Approaching the magnificent trophy, we were in awe of the length and mass of his beautiful horns with their polished ivory tips. They looked out of place and way too large for his body. It took us a few minutes of silent admiration before we bent down and reverently touched the horns, our hands following the twists from ivory tip to horn base. It was only after the photographs had been taken and at time of loading, that I brought out the tape measure, an item which ranks low on what motivates me to hunt, although I understand full well why so many see it as all-important when hunting. With Bill holding the one end, we ran it around the horn keel following the spirals and then up to the tips, one horn went 60½” with the other going 60”. Our midday hunt decision had certainly paid dividends.
The next time I had a client take a 60” kudu trophy was a few seasons later. This time round I was hunting on Touch Africa Safaris magnificent Mjingwe spread east of the BVC. Sadly, and due to land invasions in Zimbabwe, it is no more. My client, Art Mariner, was also from the US. We’d passed up a number of kudu in the high fifties and I’d even stopped him from shooting one that may have gone 57”. Perhaps it’d been stupid of me because we were down to the last 3 days of the safari. Passing up on that kind of quality so late into a safari can come back to haunt you.
Sticking to my belief hunting during the hot hours paying off, we continued hunting hard without breaking for a daily siesta or lengthy brunch. We’d frequently lunch in the field, the rig’s tailgate our table. Finally, on our last hunting day and when I was becoming increasingly concerned, our luck suddenly changed for the better. At about 13hr30 my tracker spotted a kudu bull standing way out on top of a huge dwala (granite whaleback). The kudu was silhouetted against the cobalt blue sky and even at the distance we were from him, he was impressive.
Art Mariner with his extremely impressive heavy-horned 60" kudu taken at Mjingwe in Zimbabwe.
Art was shooting a .300 Winchester Magnum and had proven himself an excellent shot, even taking a huge leopard. Knowing we only had another 5 hours of hunting we departed the truck and went straight into stalk mode. Initially the kudu had been about 450m away, but after careful wind use and staying in deep shadow and cover, we got to about 200m. It then became impossible to get any closer, there was no more cover only short dry grass. Fortunately, the kudu hadn’t moved. He was standing as if dozing on his feet. Art was confident of a clean killing shot so I opened the sticks. As the sound the shot reverberated along the valley, the kudu ran blindly towards us, straight down off the dwala, and into a thicket at its base. We found him there, as majestic in death as he’d been in life.
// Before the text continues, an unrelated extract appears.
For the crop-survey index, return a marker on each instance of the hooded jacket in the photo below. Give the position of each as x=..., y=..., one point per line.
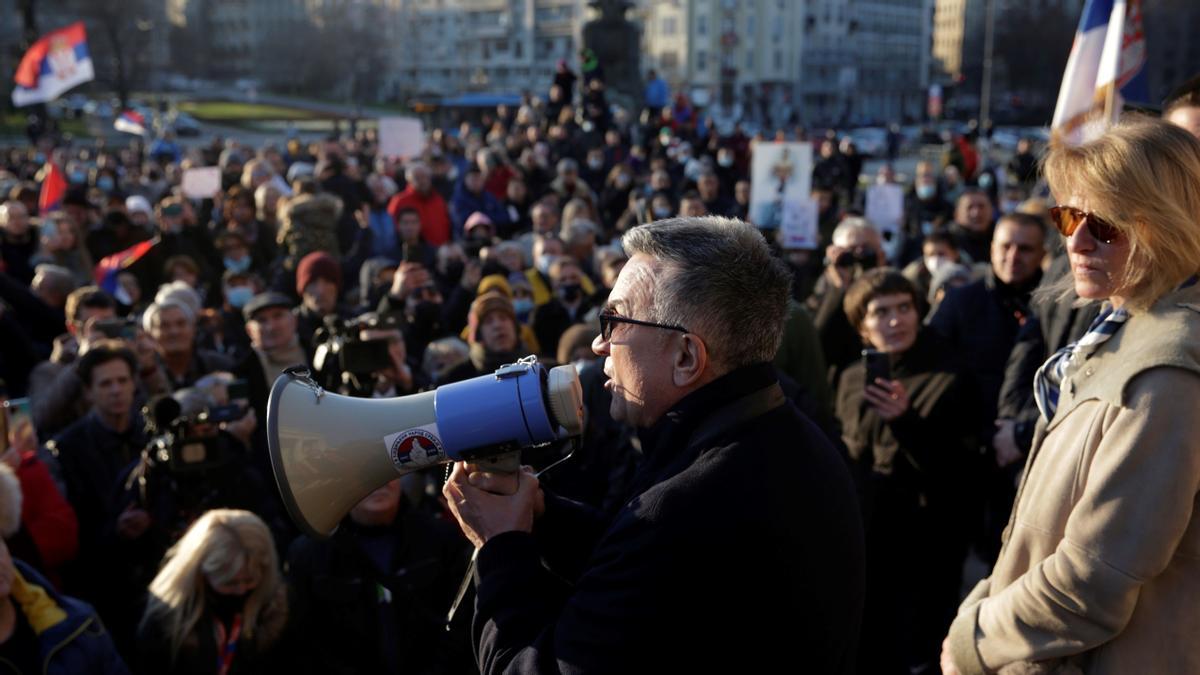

His heavy mahogany coloured horns went a solid 60” on both sides.
Over the ensuing seasons there would be other good kudu in the high fifties, all of them taken in the midday heat. Carlo Magni from Italy, hunting with me in 1995 shot a good fifty-nine and a half inch kudu at about 13hr30 one sweltering BVC late September day. Excellent trophy warthog too, can be found meandering slowly towards a waterpoint or mud wallow in the extreme heat, as can impala, and the shy elusive bushbuck. All of which gives a motivated sport hunter good reason to be out in the field, during the midday heat, whilst others less driven, may find a bit of Egyptian PT a better option.
Italian client Carlo Magni's excellent kudu which was a fifty nine and a half inches.